Before we begin, however, let us remember those who are no longer with us, those who were dropped from the True Yankee™ honor roll since our last go-round: Willie Randolph (on True Yankee™ probation following his managerial tenure on the sad side of town), Joe Torre (surrendered his True Yankee™ platinum card when he had the nerve to find a new job after being shoved out of his old one) and Phil Hughes (a True Yankee™ would've buried that two-strike fastball to Vlad Guerrero, dammit). Our hearts are no more heavy for their departure.
15. Babe Ruth (previous rank: 13): While it does not violate the True Yankee™ charter to inhale fistfuls of pork-based vittles or consort with women of dubious moral character, Ruth made fellow fitness-and-humility enthusiast David Wells look like Jack LaLanne by comparison. Had The Babe paid more attention to his lumpy-oatmeal abs, maybe he'd have been the unquestioned best player in the history of the game, rather than merely one of the four legit candidates for the top slot. This dereliction of duty renders him slightly less true than the rest.
14. Jorge Posada (previous rank: 6): Tumbled down the chart with an execrable Game 6 against the Angels, during which he tapped into two double plays and left 10 runners on base. True Yankee™ managerial apprentice Joe Girardi never committed such a grand-scale atrocity during his playing days, because he rarely made contact with pitched balls.

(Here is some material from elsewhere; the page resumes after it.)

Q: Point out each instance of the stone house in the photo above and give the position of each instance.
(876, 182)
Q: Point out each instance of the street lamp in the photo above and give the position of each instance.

13. Paul O'Neill (previous rank: 8): Nobody in True Yankee™ history slammed a helmet after a subpar at-bat with O'Neill's toughness and determination. He whined at the umpires with courageous brio, as if he were arguing on behalf of liberty itself. Alas, O'Neill barely resembles the warrior of his playing days as he banters with Michael Kay (corresponding secretary of the True Yankee™ nominating committee) while wearing bespoke suits and sipping green tea.
12. CC Sabathia (previous rank: N/A): The Truest Yankee™ of the AL Championship Series earned his button with three dominant postseason starts, which erased his five previous ghastly ones from the record books. He gets the nod over True Yankee™ rotation mainstays of the past -– Whitey Ford, Vic Raschi, Ron Guidry et Al -– owing to a lack of institutional memory among newbie fans clad in replica Joba Chamberlain jerseys.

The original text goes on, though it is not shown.